His journal, discovered in his shack, contains the motto “Art lives long, life is short” and this would prove to be eerily accurate. Forsyth was just 32 (or 39, no one seems to know) when he died but his art does live on. One of his paintings of Whakatāne, believed to be the earliest colour rendition of the town, can be seen in Te Kōputu a te whanga a Toi - the Whakatāne Library and Exhibition Centre
Ōhiwa itself would not out-live Forsyth for long. In 1911 the wharf suddenly subsided, and though repairs were undertaken it was a losing game against the shifting sands of the harbour. Erosion would soon see the hotel and ultimately the whole settlement slip into the harbour and history forever, and as silt began to clog the channels fewer and fewer deep draft ships were calling. While nearby towns like Whakatāne and Ōpōtiki grew, Ōhiwa faded.
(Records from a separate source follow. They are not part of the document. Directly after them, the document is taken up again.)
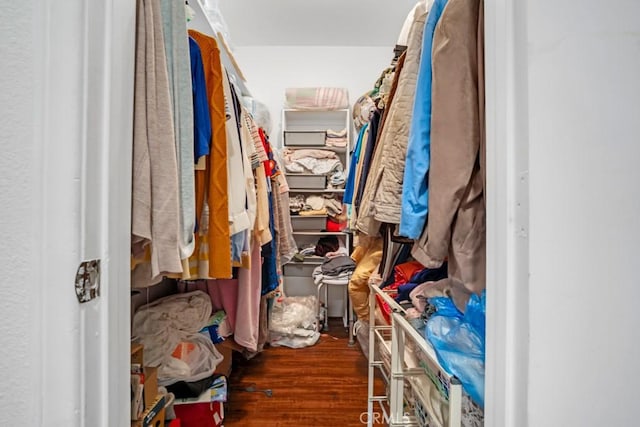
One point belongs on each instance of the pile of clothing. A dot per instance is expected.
(336, 138)
(340, 266)
(317, 98)
(316, 162)
(315, 205)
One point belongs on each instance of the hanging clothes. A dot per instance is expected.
(382, 200)
(415, 196)
(201, 114)
(456, 225)
(155, 210)
(180, 85)
(211, 184)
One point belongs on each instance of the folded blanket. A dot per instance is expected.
(317, 98)
(319, 162)
(337, 133)
(316, 212)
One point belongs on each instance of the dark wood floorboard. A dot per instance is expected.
(322, 385)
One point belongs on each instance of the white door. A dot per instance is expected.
(84, 93)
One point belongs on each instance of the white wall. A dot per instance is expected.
(20, 342)
(584, 148)
(271, 69)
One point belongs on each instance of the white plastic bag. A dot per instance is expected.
(291, 313)
(292, 322)
(194, 359)
(174, 321)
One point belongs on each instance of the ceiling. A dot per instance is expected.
(314, 22)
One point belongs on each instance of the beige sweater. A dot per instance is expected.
(155, 219)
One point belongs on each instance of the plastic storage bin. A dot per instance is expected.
(303, 181)
(304, 138)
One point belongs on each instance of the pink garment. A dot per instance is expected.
(223, 294)
(249, 292)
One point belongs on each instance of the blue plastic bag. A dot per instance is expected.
(459, 342)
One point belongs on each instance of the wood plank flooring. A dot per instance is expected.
(322, 385)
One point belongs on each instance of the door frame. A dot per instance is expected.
(507, 201)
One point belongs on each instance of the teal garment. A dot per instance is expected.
(176, 43)
(201, 114)
(351, 179)
(415, 191)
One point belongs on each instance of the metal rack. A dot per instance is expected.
(406, 398)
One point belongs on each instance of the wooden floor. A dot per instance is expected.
(322, 385)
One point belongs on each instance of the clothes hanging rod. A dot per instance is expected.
(202, 23)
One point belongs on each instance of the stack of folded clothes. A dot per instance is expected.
(336, 138)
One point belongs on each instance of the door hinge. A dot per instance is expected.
(88, 280)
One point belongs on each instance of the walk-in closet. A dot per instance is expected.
(319, 213)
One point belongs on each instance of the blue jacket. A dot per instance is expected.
(415, 196)
(355, 158)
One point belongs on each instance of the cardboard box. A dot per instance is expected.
(224, 367)
(153, 416)
(200, 412)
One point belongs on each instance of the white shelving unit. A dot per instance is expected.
(414, 380)
(306, 129)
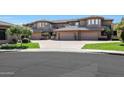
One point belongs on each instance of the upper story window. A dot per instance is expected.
(93, 21)
(97, 21)
(89, 22)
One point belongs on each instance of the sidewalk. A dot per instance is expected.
(67, 50)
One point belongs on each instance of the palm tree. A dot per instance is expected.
(120, 28)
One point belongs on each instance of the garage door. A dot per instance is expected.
(66, 36)
(92, 35)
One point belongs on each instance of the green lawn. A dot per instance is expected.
(18, 46)
(106, 46)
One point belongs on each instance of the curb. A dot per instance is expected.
(67, 50)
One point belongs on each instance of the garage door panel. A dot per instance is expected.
(67, 36)
(89, 35)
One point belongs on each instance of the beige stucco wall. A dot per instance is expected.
(36, 35)
(70, 35)
(89, 35)
(75, 35)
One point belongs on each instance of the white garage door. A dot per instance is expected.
(66, 36)
(92, 35)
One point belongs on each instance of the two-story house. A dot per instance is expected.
(89, 28)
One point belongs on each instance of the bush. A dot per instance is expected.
(13, 41)
(25, 40)
(122, 36)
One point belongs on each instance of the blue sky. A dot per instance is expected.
(22, 19)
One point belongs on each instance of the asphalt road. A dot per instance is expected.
(53, 64)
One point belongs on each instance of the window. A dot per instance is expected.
(89, 22)
(96, 21)
(2, 34)
(92, 21)
(99, 21)
(103, 33)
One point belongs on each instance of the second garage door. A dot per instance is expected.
(67, 36)
(89, 35)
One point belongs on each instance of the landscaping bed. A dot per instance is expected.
(18, 46)
(118, 46)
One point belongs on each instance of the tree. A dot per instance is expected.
(19, 31)
(122, 36)
(108, 32)
(120, 28)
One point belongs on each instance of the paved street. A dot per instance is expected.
(54, 44)
(53, 64)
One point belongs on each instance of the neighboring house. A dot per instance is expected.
(4, 37)
(90, 28)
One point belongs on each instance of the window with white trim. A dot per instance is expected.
(97, 21)
(89, 22)
(93, 21)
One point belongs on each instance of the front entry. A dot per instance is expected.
(2, 34)
(67, 36)
(89, 35)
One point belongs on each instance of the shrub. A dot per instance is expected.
(25, 40)
(13, 41)
(122, 36)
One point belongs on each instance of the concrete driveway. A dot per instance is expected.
(53, 44)
(55, 64)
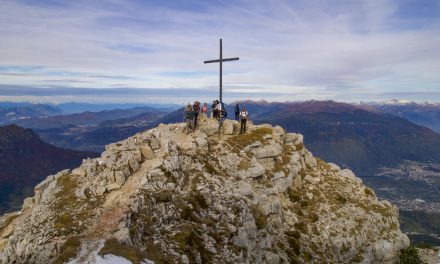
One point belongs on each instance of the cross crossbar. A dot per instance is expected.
(221, 60)
(230, 59)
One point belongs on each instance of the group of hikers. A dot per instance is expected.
(218, 111)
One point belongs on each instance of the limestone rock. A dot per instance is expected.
(204, 197)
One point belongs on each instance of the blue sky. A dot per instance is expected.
(154, 50)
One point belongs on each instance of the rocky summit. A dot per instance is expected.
(165, 196)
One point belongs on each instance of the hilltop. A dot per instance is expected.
(25, 160)
(169, 197)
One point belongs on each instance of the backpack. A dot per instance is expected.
(196, 107)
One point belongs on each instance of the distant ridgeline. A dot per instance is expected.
(171, 197)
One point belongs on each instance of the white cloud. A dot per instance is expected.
(308, 49)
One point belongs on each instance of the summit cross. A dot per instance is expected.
(221, 60)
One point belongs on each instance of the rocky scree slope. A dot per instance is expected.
(170, 197)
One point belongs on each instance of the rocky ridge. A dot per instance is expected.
(171, 197)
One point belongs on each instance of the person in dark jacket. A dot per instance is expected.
(189, 118)
(214, 109)
(196, 109)
(244, 115)
(237, 112)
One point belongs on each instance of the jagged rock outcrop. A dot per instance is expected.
(169, 197)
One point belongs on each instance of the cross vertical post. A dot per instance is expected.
(221, 71)
(221, 60)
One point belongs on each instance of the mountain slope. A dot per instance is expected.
(25, 160)
(10, 113)
(173, 197)
(365, 141)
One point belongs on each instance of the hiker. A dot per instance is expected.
(243, 119)
(221, 114)
(189, 118)
(237, 111)
(205, 109)
(196, 109)
(213, 109)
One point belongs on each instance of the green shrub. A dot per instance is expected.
(369, 192)
(259, 216)
(409, 256)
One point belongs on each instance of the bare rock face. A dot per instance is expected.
(169, 197)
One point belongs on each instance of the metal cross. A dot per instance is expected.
(221, 60)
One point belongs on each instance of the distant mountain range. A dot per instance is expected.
(26, 160)
(367, 138)
(423, 114)
(11, 113)
(82, 119)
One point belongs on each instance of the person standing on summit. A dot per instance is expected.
(237, 112)
(189, 118)
(243, 119)
(196, 109)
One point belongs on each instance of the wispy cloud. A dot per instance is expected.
(351, 50)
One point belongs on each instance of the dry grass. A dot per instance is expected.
(113, 247)
(240, 141)
(68, 250)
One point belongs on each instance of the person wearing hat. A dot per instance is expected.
(196, 108)
(189, 118)
(214, 109)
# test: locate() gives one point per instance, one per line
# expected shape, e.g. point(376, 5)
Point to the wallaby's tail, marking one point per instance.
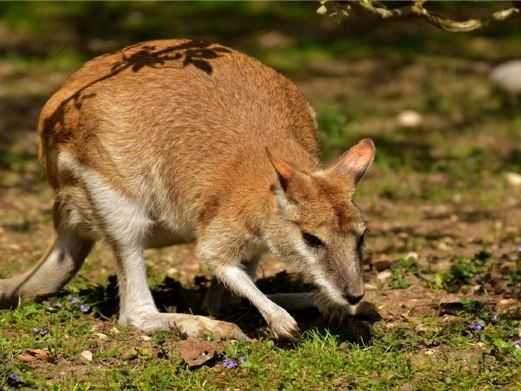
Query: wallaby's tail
point(57, 266)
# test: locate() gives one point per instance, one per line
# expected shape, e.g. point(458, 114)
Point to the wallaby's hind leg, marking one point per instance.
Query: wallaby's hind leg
point(58, 265)
point(125, 225)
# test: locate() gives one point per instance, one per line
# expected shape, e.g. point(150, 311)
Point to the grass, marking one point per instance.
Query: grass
point(439, 355)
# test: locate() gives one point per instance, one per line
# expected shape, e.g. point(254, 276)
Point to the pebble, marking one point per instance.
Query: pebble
point(409, 119)
point(86, 355)
point(513, 179)
point(102, 336)
point(507, 76)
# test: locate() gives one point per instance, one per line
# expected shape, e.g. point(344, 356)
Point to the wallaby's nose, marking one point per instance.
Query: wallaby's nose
point(353, 299)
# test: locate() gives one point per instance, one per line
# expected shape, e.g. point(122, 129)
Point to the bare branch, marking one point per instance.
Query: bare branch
point(339, 9)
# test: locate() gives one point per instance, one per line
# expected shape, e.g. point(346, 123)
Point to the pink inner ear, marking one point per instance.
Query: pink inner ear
point(358, 158)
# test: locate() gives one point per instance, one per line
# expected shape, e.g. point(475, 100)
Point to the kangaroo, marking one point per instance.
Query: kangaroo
point(176, 141)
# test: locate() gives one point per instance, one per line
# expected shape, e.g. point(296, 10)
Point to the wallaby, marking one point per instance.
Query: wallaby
point(175, 141)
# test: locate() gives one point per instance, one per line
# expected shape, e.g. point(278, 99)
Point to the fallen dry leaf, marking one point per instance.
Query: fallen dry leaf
point(195, 352)
point(35, 355)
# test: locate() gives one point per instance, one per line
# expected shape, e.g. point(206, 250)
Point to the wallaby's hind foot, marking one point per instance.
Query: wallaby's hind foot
point(188, 325)
point(58, 265)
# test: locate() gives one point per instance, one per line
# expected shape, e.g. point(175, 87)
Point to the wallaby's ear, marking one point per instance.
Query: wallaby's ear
point(284, 171)
point(356, 161)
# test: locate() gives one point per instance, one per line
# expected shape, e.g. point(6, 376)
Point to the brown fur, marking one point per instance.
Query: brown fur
point(181, 129)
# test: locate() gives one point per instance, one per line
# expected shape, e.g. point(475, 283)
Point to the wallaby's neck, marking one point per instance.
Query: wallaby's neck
point(250, 196)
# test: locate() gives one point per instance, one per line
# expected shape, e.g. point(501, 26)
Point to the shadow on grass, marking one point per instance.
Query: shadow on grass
point(171, 296)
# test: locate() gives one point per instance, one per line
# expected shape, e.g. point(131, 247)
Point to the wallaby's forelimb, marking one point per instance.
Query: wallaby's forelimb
point(57, 266)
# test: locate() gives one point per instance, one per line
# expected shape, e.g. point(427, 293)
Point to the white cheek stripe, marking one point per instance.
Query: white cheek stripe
point(318, 276)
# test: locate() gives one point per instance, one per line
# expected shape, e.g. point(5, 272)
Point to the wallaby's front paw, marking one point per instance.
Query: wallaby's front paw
point(284, 326)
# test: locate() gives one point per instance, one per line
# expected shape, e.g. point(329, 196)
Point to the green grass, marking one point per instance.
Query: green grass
point(440, 356)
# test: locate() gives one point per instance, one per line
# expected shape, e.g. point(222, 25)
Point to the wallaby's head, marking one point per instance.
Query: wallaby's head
point(317, 225)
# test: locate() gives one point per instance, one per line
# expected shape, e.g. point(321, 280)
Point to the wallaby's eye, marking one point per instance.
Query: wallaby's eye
point(312, 240)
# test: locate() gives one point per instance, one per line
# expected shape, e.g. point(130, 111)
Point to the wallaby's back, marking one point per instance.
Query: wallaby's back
point(179, 112)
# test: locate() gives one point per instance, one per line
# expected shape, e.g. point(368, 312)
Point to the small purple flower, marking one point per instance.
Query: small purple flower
point(230, 364)
point(84, 308)
point(476, 326)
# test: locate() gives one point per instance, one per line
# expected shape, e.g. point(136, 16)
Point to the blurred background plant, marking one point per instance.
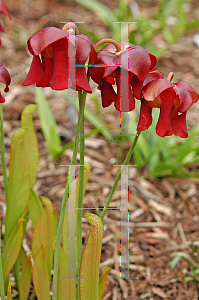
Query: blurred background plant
point(193, 273)
point(170, 19)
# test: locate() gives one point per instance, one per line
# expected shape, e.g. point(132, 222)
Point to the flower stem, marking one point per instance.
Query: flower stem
point(119, 176)
point(81, 192)
point(3, 153)
point(1, 273)
point(63, 207)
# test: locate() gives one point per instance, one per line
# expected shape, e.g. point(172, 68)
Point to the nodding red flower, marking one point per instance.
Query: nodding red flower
point(173, 99)
point(4, 10)
point(139, 63)
point(4, 78)
point(52, 69)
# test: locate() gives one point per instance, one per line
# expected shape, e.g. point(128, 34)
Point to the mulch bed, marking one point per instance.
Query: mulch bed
point(164, 213)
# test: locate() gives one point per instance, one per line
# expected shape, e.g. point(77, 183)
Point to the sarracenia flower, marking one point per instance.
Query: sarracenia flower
point(139, 63)
point(4, 78)
point(173, 99)
point(52, 68)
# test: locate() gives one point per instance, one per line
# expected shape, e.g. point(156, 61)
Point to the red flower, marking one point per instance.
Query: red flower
point(173, 99)
point(53, 71)
point(4, 10)
point(140, 62)
point(4, 78)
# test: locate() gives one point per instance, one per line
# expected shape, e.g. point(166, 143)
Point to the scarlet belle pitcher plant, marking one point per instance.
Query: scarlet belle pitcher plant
point(50, 68)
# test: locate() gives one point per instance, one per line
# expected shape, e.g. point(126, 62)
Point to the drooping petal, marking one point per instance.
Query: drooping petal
point(185, 86)
point(185, 99)
point(138, 61)
point(124, 100)
point(43, 38)
point(108, 94)
point(179, 125)
point(60, 76)
point(84, 49)
point(2, 99)
point(36, 71)
point(5, 77)
point(155, 87)
point(1, 28)
point(47, 62)
point(164, 126)
point(145, 119)
point(81, 80)
point(4, 9)
point(137, 85)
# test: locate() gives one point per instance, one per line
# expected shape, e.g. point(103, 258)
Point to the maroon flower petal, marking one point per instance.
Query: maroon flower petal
point(145, 119)
point(84, 49)
point(185, 99)
point(155, 87)
point(47, 63)
point(137, 85)
point(4, 9)
point(36, 71)
point(2, 99)
point(185, 86)
point(43, 38)
point(97, 73)
point(139, 62)
point(5, 77)
point(124, 100)
point(60, 72)
point(81, 79)
point(164, 126)
point(1, 28)
point(108, 94)
point(179, 125)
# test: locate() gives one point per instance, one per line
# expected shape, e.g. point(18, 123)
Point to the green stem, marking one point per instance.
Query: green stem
point(81, 192)
point(63, 207)
point(1, 273)
point(5, 177)
point(119, 176)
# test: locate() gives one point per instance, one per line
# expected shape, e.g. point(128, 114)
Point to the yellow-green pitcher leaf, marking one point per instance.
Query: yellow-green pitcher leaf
point(9, 295)
point(30, 141)
point(12, 249)
point(66, 287)
point(102, 282)
point(19, 183)
point(22, 256)
point(24, 282)
point(43, 232)
point(40, 274)
point(55, 221)
point(90, 264)
point(35, 209)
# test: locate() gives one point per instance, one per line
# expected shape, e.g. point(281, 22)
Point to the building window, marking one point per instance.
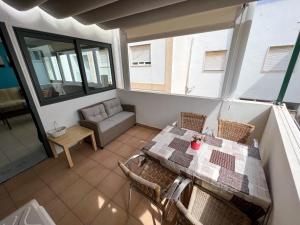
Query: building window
point(215, 60)
point(57, 71)
point(140, 55)
point(277, 58)
point(181, 64)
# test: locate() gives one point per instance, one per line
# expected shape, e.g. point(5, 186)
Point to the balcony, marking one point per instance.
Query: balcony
point(220, 60)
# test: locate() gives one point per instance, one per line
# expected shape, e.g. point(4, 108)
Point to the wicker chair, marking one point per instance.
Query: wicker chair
point(206, 209)
point(152, 180)
point(238, 132)
point(193, 121)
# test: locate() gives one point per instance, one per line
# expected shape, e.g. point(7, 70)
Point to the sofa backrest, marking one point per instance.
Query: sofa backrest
point(112, 106)
point(111, 102)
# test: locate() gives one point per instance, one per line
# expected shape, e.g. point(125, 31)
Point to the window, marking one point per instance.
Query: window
point(97, 65)
point(267, 54)
point(140, 55)
point(182, 64)
point(215, 60)
point(277, 58)
point(55, 66)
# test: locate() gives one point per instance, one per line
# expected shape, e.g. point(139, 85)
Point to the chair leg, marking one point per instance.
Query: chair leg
point(129, 198)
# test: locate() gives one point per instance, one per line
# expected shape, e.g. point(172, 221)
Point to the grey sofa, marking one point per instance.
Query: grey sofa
point(107, 119)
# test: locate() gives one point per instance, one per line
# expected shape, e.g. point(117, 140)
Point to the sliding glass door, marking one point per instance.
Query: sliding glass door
point(21, 142)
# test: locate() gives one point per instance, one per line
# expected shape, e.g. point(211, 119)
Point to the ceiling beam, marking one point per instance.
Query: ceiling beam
point(65, 8)
point(121, 9)
point(169, 12)
point(23, 5)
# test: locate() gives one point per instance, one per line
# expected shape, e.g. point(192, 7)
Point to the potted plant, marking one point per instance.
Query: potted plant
point(196, 141)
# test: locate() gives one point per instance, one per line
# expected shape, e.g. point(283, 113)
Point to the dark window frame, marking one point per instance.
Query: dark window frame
point(21, 33)
point(111, 63)
point(24, 87)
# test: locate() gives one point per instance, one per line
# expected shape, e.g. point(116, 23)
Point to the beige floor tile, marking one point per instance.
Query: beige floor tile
point(89, 207)
point(6, 207)
point(123, 138)
point(136, 142)
point(111, 214)
point(45, 165)
point(84, 166)
point(133, 130)
point(76, 156)
point(118, 171)
point(20, 180)
point(69, 219)
point(26, 191)
point(63, 181)
point(133, 221)
point(121, 198)
point(96, 175)
point(111, 185)
point(111, 162)
point(102, 155)
point(56, 209)
point(53, 172)
point(3, 192)
point(147, 213)
point(73, 194)
point(43, 196)
point(85, 149)
point(113, 145)
point(125, 150)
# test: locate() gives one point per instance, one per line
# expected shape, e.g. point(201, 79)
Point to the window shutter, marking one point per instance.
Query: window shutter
point(277, 58)
point(215, 60)
point(140, 53)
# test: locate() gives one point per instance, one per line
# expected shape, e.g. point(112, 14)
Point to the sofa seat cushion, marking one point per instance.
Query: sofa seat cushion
point(115, 120)
point(112, 106)
point(95, 113)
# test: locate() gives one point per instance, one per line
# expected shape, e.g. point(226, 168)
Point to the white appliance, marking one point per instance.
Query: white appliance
point(29, 214)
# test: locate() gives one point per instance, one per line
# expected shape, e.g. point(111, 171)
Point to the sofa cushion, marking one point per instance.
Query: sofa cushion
point(112, 106)
point(114, 120)
point(95, 113)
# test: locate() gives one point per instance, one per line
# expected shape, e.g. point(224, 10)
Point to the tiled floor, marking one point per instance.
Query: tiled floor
point(93, 192)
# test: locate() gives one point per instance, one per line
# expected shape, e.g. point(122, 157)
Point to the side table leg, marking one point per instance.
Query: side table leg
point(94, 142)
point(52, 145)
point(69, 158)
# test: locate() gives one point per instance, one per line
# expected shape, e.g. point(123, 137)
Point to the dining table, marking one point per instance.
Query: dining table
point(229, 169)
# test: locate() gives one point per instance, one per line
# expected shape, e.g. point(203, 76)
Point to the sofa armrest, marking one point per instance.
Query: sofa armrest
point(128, 108)
point(89, 124)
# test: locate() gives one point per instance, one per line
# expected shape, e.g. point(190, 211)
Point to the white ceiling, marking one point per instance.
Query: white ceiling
point(126, 14)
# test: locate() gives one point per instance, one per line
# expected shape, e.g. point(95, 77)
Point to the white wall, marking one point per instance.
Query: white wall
point(187, 62)
point(200, 82)
point(274, 23)
point(282, 167)
point(159, 110)
point(154, 73)
point(65, 113)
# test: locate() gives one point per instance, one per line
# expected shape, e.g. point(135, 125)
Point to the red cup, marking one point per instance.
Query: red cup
point(195, 145)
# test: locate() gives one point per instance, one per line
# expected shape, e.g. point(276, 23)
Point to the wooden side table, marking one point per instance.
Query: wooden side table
point(72, 136)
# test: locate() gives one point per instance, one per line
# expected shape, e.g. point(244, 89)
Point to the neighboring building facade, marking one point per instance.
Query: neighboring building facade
point(195, 64)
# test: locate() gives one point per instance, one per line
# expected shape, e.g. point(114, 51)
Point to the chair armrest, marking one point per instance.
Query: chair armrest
point(128, 108)
point(255, 143)
point(152, 189)
point(181, 188)
point(185, 214)
point(175, 124)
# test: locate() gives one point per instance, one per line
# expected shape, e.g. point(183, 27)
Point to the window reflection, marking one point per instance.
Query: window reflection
point(97, 66)
point(56, 66)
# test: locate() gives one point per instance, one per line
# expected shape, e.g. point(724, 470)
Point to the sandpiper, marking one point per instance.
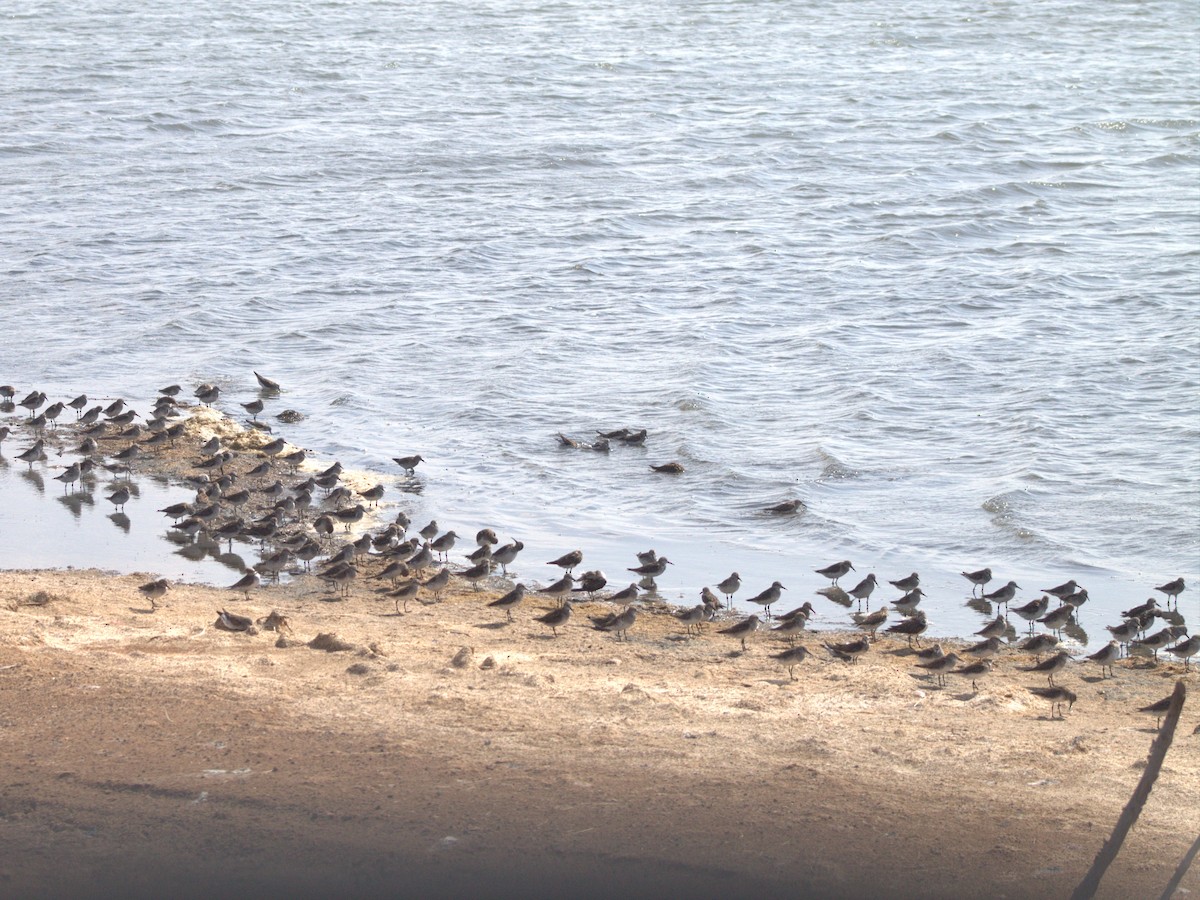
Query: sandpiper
point(669, 468)
point(267, 384)
point(1057, 696)
point(1002, 595)
point(408, 463)
point(941, 666)
point(791, 658)
point(1050, 665)
point(906, 583)
point(591, 582)
point(557, 617)
point(505, 555)
point(850, 651)
point(730, 587)
point(870, 622)
point(437, 582)
point(246, 583)
point(768, 597)
point(1107, 655)
point(1033, 610)
point(1061, 591)
point(1186, 649)
point(561, 589)
point(510, 600)
point(568, 561)
point(652, 570)
point(693, 617)
point(154, 591)
point(979, 579)
point(1173, 589)
point(911, 628)
point(617, 622)
point(444, 544)
point(835, 570)
point(742, 629)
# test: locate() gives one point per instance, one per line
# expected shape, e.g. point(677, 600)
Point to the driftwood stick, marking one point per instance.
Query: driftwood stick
point(1185, 864)
point(1158, 749)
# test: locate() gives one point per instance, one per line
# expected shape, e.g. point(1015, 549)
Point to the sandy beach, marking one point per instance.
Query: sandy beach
point(151, 750)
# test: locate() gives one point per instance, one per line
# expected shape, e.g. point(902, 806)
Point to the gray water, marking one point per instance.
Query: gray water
point(933, 269)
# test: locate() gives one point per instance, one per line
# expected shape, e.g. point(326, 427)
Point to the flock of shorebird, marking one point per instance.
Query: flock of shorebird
point(297, 522)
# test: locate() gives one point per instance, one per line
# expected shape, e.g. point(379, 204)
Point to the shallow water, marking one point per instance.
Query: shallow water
point(933, 270)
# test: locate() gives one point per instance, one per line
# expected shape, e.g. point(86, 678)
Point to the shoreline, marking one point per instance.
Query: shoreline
point(658, 763)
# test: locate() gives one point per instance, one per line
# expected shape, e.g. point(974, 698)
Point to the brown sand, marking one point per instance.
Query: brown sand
point(149, 753)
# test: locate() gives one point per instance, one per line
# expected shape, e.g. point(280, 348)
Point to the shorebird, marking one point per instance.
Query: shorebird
point(791, 658)
point(742, 629)
point(652, 570)
point(730, 587)
point(510, 600)
point(906, 585)
point(246, 582)
point(568, 561)
point(591, 582)
point(940, 666)
point(850, 651)
point(871, 622)
point(1057, 696)
point(1141, 610)
point(1159, 640)
point(1050, 665)
point(1062, 591)
point(669, 468)
point(1173, 589)
point(911, 628)
point(1107, 655)
point(154, 591)
point(1186, 649)
point(979, 579)
point(1056, 619)
point(835, 570)
point(557, 617)
point(505, 555)
point(444, 544)
point(267, 384)
point(408, 463)
point(768, 597)
point(864, 588)
point(1002, 595)
point(617, 622)
point(693, 618)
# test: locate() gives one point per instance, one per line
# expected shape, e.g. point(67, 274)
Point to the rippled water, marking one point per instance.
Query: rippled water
point(931, 269)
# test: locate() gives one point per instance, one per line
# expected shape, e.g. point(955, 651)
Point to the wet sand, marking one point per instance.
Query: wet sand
point(151, 751)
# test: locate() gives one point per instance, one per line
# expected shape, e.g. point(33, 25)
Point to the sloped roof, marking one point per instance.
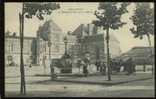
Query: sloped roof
point(54, 26)
point(78, 30)
point(81, 27)
point(143, 52)
point(92, 38)
point(113, 38)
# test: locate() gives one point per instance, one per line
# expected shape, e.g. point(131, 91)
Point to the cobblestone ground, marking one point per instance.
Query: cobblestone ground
point(61, 89)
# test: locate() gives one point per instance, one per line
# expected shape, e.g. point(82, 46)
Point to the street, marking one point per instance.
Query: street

Oddly, the same erosion that took Ōhiwa attempted to take Forsyth, as the cemetery where he was buried also fell victim to the fickle sands; his grave, along with many others, was moved and his mortal remains are now lost to time forever.
All that is however, in the past, and Ōhiwa is very much about living in the here and now. On a good day - and they mostly are in Ōhiwa - the harbour rolls lazily in and out, flat and calm, and work and the wider world seem a million miles away. Tauwhare Pā is now a nature reserve, with the terraces still in place, and you can walk it for the history and outstanding views of the harbour, ocean, and - somewhat more dramatically - a shark spawning ground. There are also excellent walks around the harbour itself, and kayaking and stand-up paddle boarding are popular, as is a new harbour cruise initiative.
The wharf, rather confusingly renamed Port Ōhope to avoid confusion with the old Ōhiwa settlement, is also a must see. Fisherman’s Wharf restaurant offers fine dining as well as great takeaways, and the Mata Brewery popup serves great food and local brews to accompany pizza and burger trucks. But the best part is the theatre that plays out on the wharf itself: the very young and very not so young regularly fish off the wharf, swapping fish tales, and the locals have honed bombing off the wharf to a fine art.
Ōhiwa; it’s literally the other side of Ōhope, it’s a Kiwiana experience you’re hard pressed to find anywhere these days, and it’s alive and kicking and waiting for you.

The wharf, rather confusingly renamed Port Ōhope to avoid confusion with the old Ōhiwa settlement, is also a must see.